The contract, which is to the tune of over US$100,000, was awarded to Dr Michael Warner. Warner is presently the Director for Local Content reporting, Sustainable Business Group of the DAI Global.
It was DAI Global that helped to launch and then manage ExxonMobil’s Centre for Local Business Development (CLBD) based in Guyana. Warner has also presented on Guyana’s own draft Local Content Policy, where he gave it positive reviews.
Local content and what it will do for Guyana has been a burning question since the announcement of oil in the Stabroek block in 2015. After ExxonMobil first tempered expectations by saying that few job opportunities will be created by oil, it has since said that it will help with local content delivery.

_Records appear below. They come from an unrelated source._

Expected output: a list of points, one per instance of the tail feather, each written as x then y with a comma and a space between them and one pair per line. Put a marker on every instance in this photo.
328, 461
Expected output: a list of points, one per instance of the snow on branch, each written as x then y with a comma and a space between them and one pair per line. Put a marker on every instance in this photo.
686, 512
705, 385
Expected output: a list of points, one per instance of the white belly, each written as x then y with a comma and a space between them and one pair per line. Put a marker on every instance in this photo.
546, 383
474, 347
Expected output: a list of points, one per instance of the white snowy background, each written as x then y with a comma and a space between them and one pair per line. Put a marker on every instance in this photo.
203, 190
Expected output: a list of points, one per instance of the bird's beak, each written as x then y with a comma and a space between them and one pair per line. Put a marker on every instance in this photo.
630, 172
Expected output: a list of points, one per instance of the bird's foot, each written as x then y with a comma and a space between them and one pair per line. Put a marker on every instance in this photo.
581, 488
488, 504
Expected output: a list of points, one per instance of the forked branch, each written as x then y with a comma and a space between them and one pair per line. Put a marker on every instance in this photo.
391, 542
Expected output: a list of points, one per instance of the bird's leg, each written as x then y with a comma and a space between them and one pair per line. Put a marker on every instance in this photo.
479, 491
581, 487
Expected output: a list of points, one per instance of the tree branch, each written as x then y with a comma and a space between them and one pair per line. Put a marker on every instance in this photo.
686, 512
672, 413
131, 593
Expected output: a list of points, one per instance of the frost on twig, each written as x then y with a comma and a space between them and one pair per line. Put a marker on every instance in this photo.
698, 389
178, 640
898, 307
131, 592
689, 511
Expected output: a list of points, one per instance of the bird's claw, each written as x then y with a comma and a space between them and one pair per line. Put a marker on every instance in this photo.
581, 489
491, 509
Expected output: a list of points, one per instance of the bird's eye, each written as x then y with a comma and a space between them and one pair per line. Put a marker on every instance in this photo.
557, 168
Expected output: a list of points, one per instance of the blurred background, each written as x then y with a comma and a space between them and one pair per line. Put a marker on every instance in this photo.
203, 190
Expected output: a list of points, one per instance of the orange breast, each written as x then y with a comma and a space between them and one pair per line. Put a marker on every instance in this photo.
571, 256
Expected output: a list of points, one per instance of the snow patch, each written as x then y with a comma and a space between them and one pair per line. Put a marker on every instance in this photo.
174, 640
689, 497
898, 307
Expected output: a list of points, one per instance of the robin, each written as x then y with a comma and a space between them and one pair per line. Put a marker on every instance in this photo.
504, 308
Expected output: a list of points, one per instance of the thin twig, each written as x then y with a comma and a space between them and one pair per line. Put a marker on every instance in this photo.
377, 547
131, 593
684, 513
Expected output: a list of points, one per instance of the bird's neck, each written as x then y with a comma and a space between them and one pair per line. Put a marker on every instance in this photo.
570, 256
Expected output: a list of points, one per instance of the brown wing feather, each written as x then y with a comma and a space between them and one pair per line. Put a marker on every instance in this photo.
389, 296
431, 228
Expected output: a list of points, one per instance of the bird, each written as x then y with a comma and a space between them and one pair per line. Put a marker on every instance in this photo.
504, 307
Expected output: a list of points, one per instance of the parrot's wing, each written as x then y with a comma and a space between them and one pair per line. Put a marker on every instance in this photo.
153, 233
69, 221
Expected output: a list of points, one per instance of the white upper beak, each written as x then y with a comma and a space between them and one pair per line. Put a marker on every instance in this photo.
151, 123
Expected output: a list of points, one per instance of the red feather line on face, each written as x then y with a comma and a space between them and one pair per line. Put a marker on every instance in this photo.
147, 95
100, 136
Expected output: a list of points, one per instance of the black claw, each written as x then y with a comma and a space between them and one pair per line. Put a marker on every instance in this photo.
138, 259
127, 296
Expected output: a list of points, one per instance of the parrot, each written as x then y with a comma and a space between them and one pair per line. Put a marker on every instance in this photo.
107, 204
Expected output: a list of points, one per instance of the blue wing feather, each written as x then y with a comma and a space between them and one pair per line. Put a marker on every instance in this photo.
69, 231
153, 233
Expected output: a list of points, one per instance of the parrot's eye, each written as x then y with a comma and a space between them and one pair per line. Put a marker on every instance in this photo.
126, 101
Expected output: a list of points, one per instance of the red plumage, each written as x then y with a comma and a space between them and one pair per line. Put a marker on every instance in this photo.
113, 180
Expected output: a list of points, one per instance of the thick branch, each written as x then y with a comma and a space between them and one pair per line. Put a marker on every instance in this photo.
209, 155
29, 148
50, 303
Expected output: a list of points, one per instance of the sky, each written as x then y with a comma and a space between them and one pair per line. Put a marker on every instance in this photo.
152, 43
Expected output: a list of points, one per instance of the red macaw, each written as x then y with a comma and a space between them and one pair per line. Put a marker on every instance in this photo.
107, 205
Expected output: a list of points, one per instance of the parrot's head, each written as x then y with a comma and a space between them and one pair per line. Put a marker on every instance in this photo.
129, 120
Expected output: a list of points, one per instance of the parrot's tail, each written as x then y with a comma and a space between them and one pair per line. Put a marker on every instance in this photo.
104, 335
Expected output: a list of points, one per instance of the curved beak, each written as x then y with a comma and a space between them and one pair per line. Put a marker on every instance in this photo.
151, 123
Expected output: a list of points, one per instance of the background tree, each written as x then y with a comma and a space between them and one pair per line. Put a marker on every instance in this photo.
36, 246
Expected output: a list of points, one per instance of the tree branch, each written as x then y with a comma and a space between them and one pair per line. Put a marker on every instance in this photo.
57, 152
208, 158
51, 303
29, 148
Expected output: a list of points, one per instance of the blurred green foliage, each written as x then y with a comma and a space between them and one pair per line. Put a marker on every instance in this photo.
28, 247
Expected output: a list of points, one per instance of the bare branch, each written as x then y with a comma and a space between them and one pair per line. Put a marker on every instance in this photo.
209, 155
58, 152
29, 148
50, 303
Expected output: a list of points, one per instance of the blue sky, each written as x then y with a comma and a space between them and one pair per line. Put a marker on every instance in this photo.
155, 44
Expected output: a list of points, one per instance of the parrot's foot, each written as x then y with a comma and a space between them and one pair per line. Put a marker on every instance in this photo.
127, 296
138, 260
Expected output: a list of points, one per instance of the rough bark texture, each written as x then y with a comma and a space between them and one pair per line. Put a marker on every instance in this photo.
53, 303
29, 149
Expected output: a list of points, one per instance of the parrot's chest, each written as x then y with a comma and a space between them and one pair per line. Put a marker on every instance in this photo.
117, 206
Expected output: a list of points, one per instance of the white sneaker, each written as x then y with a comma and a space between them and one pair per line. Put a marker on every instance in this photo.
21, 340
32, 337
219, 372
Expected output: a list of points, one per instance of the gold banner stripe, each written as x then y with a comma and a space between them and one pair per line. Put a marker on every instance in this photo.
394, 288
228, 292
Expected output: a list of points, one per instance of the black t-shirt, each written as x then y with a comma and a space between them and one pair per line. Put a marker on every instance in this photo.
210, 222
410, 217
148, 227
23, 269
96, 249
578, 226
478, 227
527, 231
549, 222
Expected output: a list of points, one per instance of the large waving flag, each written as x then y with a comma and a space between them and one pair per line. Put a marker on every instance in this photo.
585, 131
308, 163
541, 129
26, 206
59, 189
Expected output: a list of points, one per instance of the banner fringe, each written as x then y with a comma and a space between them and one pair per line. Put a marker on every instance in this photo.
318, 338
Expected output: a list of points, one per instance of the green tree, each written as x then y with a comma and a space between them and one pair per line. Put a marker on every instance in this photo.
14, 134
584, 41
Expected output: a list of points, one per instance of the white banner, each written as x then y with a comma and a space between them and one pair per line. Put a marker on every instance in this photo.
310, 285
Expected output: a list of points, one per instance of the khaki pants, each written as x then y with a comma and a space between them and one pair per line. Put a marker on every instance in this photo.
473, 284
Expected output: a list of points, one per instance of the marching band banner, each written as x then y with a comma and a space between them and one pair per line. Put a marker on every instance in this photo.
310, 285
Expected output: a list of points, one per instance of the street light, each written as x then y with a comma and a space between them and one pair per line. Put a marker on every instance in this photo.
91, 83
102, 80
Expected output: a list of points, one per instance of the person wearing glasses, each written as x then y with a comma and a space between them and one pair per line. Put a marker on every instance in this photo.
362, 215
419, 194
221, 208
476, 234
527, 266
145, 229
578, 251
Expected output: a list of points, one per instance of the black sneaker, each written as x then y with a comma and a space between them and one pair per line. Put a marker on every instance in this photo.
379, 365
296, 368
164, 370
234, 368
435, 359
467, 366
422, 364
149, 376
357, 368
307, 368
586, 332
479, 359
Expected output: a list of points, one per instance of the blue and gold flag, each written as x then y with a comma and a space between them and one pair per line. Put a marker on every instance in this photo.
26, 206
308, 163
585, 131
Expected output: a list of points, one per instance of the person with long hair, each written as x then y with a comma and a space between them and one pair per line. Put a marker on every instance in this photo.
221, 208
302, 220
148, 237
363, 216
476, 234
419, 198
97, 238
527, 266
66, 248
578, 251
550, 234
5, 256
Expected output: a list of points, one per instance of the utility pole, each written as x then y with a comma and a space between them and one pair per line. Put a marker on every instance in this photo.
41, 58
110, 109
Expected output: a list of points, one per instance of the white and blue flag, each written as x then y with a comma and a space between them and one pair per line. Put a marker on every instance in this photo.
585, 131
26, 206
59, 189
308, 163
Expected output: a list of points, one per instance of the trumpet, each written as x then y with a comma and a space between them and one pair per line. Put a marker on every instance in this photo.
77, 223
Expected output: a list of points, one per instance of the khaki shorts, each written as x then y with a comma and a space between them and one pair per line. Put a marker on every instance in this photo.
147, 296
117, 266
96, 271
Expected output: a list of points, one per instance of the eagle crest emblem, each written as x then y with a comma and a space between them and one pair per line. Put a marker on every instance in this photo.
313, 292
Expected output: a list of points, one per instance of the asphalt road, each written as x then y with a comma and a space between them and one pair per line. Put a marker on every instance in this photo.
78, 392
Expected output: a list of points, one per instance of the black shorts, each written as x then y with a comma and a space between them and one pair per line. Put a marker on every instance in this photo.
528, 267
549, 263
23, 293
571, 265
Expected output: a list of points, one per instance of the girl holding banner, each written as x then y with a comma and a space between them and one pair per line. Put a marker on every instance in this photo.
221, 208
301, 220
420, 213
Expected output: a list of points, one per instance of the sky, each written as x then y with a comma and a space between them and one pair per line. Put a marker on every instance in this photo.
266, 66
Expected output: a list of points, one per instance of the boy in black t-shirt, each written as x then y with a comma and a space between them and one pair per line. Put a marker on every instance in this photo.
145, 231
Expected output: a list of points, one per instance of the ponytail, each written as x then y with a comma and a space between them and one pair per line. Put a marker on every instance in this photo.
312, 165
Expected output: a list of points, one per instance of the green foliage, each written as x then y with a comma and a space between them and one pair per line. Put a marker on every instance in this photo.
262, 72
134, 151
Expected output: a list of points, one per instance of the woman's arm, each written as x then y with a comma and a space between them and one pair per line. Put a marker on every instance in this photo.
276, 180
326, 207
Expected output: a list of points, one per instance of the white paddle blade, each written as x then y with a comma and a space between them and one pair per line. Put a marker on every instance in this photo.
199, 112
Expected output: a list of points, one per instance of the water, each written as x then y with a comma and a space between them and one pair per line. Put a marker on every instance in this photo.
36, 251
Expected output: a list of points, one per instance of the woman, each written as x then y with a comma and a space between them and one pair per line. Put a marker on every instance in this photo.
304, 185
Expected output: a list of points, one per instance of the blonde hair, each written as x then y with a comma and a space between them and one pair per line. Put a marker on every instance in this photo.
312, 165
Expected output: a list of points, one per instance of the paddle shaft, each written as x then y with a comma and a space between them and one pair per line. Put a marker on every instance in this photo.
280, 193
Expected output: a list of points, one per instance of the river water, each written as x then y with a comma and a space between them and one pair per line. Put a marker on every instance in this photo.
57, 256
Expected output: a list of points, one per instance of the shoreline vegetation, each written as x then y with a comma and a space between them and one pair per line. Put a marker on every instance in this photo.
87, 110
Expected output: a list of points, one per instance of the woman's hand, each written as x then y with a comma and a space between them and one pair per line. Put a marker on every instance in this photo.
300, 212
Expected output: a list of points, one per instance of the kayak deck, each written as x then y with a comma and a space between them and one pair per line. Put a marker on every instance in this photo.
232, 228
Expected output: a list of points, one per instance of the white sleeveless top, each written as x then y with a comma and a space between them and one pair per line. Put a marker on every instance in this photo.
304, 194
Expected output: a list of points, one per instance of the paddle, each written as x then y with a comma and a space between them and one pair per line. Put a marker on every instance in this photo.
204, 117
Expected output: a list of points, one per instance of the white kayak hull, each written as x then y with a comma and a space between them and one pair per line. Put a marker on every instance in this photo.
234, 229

A draft Local Content Policy created by the Government has previously been criticised in for lacking provisions which would safeguard against exploitation by companies, especially since there have been intensified reports of the local companies being bypassed for contracts and services with foreign companies being favoured.
The document does not cater for issues such as how to avoid procurement fraud, conflict of interest and favouritism, among others. According to the draft local content framework document, the policy seeks to address the suite of opportunities that may arise.
It also addresses the approaches to be taken in selecting and developing opportunities related to enhancing the capabilities of Guyanese nationals and businesses through training and well-tailored social contributions for greater impact and benefits among others.
The initial draft, after being released, was unfavourably critiqued by an Inter-American Development Bank sponsored report. According to the report, Guyana’s draft was missing critical parts of generally accepted local content principles. For one, the report stated that the draft policy did not contain concrete targets or performance metrics
Business Minister Dominic Gaskin had announced last year that the second review of the Local Content Policy is expected to be completed by the first quarter of 2019.